浄土宗東京教区教化団

平成26年4月「「蜘蛛の糸」はなぜ切れたのか」杉田光寿(江東組泉福寺)

sugita

 「「蜘蛛の糸」は
   なぜ切れたのか」


   杉田光寿
   (江東組 泉福寺) 



 芥川龍之介の物語に「蜘蛛の糸」があります。これはポール・ケーラス著「カルマ」の日本語訳である鈴木大拙「因果の小車」を出典にしていることが知られています。有名なのでご存知と思いますが、あらすじを述べます。
 
 悪行の限りを尽くしたカンダタは、死後当然のように地獄に落ちた。極楽から見ていたお釈迦様はそれを哀れみ、カンダタが生前に一度だけ蜘蛛を助けたことを思い出し、血の池地獄で苦しむカンダタの目の前に蜘蛛の糸を垂らした。彼はその糸をたぐり寄せ、登っていった。さてどのくらい登ったのかと下を見ると、地獄の罪人たちが次々に糸を登って来るではないか。彼は、重さに耐えられず糸が切れると思い「この糸は俺の物だ。降りろ!」と怒鳴った。そのとたん、糸はカンダタの手元からぷっつりと切れ、全員地獄に堕ちていった。
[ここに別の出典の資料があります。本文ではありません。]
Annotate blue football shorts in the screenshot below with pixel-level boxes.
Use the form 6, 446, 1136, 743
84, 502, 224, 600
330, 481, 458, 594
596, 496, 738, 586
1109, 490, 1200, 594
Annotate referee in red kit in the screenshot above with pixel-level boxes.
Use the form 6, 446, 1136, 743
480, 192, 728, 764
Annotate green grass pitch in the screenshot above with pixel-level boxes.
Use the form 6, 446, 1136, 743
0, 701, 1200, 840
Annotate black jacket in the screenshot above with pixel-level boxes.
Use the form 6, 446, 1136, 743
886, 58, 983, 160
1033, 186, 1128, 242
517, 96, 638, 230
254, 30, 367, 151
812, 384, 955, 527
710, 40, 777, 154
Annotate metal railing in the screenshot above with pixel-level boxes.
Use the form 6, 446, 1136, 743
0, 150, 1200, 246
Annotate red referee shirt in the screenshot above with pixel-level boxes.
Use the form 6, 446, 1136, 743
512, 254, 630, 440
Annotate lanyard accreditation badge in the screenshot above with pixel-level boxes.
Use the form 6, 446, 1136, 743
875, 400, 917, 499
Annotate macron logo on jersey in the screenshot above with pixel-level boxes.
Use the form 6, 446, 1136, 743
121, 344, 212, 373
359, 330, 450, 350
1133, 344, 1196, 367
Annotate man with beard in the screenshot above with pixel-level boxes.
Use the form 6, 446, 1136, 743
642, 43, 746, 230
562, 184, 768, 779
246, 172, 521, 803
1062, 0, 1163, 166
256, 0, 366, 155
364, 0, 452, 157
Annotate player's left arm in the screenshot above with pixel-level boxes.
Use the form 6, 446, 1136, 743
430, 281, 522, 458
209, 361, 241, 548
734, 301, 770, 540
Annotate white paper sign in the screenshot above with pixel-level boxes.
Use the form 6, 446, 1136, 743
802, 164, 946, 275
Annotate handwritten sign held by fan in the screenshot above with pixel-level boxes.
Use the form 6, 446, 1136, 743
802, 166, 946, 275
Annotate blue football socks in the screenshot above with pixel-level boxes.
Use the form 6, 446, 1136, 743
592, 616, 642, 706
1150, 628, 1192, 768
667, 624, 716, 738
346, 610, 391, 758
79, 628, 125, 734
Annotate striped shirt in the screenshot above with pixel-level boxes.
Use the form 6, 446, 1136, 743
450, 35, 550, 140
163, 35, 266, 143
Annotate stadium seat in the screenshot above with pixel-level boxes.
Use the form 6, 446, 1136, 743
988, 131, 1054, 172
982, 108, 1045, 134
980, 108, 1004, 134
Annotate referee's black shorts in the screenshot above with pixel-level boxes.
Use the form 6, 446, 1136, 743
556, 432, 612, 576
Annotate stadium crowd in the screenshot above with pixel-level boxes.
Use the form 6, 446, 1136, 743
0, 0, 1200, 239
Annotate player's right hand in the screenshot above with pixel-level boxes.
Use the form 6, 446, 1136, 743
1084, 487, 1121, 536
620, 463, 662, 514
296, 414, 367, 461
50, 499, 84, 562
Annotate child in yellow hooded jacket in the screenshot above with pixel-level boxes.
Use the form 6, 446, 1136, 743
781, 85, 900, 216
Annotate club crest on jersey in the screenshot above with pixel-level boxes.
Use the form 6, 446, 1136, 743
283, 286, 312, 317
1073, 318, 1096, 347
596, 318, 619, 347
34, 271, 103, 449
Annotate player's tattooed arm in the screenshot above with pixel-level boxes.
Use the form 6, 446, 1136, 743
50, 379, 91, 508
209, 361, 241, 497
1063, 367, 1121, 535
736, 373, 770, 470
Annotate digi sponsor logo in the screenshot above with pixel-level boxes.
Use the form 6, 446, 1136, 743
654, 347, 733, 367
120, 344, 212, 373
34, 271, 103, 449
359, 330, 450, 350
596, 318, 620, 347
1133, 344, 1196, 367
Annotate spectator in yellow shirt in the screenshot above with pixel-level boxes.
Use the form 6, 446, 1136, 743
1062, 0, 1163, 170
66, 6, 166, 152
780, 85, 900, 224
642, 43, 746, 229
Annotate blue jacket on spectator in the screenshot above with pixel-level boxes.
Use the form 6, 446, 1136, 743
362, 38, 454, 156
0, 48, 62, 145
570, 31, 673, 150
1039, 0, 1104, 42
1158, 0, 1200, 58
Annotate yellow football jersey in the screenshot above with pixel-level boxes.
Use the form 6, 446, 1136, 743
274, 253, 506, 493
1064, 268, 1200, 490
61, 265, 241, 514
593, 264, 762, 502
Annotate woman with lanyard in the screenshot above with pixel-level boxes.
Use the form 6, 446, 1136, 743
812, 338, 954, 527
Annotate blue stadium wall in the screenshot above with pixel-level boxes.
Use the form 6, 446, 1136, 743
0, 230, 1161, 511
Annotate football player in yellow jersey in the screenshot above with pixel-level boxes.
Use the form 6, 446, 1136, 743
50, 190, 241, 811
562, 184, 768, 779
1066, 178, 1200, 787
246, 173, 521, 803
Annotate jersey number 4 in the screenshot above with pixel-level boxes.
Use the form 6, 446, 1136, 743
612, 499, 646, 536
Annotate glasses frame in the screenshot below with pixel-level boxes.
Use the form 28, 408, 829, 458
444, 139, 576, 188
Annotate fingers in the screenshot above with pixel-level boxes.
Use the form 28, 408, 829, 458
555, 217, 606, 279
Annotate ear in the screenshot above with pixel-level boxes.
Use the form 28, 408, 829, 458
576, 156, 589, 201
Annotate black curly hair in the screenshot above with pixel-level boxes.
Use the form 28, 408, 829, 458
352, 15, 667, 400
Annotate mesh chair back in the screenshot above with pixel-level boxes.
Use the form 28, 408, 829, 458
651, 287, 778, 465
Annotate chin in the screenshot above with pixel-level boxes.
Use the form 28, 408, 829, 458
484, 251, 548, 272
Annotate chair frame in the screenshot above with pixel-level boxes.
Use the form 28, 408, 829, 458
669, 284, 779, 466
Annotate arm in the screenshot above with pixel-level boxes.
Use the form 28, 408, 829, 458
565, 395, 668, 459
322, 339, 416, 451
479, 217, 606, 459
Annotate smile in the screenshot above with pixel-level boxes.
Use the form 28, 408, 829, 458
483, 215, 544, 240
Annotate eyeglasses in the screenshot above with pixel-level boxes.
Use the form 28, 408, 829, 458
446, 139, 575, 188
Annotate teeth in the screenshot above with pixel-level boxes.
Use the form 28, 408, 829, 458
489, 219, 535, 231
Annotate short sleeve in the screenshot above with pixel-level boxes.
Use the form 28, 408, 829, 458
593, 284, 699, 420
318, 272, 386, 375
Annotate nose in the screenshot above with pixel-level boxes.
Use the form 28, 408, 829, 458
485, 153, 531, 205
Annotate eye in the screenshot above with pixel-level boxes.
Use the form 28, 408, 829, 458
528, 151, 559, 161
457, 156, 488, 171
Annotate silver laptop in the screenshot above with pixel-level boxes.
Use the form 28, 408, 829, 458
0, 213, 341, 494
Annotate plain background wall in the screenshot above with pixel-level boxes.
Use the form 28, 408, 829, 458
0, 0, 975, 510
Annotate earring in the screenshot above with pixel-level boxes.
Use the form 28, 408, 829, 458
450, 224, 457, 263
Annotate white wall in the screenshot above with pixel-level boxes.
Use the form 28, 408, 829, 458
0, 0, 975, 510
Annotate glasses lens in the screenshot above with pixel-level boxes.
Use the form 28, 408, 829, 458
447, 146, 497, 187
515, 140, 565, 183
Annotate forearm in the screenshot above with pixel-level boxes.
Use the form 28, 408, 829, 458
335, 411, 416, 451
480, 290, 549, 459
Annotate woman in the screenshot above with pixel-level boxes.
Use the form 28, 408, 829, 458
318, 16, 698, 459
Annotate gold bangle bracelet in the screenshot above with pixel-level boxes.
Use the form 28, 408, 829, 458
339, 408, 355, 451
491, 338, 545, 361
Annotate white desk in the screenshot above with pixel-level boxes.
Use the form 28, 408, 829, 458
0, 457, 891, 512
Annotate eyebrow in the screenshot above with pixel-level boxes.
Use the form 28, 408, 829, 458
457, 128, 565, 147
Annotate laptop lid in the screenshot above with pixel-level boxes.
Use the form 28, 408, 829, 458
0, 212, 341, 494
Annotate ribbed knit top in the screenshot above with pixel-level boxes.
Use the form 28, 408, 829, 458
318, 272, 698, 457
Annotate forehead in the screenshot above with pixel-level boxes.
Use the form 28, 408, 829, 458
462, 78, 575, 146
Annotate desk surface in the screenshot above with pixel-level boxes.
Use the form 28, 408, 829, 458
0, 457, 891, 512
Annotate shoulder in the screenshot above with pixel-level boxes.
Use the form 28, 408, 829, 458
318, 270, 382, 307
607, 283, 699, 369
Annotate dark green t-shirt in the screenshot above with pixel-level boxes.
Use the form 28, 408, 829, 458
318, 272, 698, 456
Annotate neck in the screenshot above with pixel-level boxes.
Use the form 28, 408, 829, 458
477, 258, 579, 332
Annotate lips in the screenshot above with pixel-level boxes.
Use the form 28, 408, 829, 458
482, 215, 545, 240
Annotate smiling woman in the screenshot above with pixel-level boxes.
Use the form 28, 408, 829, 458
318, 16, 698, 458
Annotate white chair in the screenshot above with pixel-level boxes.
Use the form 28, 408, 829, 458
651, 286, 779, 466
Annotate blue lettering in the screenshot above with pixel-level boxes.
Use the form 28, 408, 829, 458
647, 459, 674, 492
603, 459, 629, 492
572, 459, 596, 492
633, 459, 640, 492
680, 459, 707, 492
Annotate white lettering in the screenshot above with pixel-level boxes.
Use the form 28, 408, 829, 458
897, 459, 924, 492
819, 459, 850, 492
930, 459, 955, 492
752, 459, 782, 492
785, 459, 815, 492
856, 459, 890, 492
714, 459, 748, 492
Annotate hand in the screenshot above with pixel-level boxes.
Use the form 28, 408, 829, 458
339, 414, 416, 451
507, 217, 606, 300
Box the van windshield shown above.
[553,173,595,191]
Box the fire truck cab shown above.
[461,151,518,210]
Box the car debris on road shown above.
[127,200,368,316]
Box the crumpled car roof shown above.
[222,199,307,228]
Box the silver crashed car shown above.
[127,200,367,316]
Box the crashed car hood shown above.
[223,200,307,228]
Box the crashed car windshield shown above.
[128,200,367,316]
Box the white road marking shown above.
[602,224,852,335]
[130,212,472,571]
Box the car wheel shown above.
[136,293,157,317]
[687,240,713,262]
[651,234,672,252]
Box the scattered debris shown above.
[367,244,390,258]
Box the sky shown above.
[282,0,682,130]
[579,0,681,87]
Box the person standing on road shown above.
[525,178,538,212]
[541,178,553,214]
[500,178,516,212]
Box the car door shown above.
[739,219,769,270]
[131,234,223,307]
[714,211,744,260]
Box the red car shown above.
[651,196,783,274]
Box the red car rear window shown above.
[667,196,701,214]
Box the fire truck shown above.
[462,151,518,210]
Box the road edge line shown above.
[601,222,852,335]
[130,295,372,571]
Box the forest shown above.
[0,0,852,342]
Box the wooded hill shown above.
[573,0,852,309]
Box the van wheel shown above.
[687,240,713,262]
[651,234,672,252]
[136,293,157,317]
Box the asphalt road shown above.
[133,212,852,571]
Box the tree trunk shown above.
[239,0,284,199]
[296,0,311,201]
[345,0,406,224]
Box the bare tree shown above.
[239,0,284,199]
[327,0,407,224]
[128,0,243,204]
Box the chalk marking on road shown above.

 極楽にいるのは阿弥陀様であって、お釈迦様ではありません。与謝野晶子も、阿弥陀様である鎌倉の大仏を「かまくらや みほとけなれど釈迦牟尼は 美男におはす 夏木立かな」と詠んでいますが、この時代の特徴かも知れません。私は「蜘蛛の糸」の仏様は阿弥陀様としてお話しします。

 この物語のポイントを二つあげます。一つ目は、なぜ阿弥陀様はカンダタを救おうとしたのか。二つ目は、なぜ糸は切れたのか。ということです。
 一つ目の疑問ですが、カンダタのような大悪人ですら救おうとすることこそ、阿弥陀様ならではのお気持ちなのです。悪人だからこそ、救いの手をさしのばなければ救われないのです。
 小さな間違いや運命のいたずらが、悪への道を進ませてしまったのかも知れません。そういった運命の落とし穴に、運よく出会わなかった人が、善人でいられるのかも知れません。
 人は殺さなくても、言葉や態度で人を傷つけていないでしょうか。物は盗まなくても、ねたんだり不平不満を言ったりしていないでしょうか。人間の世界における善悪など、仏様の眼から見れば些細な違いに過ぎないかも知れません。いえ、殆ど全てが悪人だともいえるのです。

 法然上人はご自身を「煩悩具足せる凡夫」とおっしゃいました。それに比べたら、私など、大悪人です。そんな私のようなものでも救ってくださるのが阿弥陀様なのです。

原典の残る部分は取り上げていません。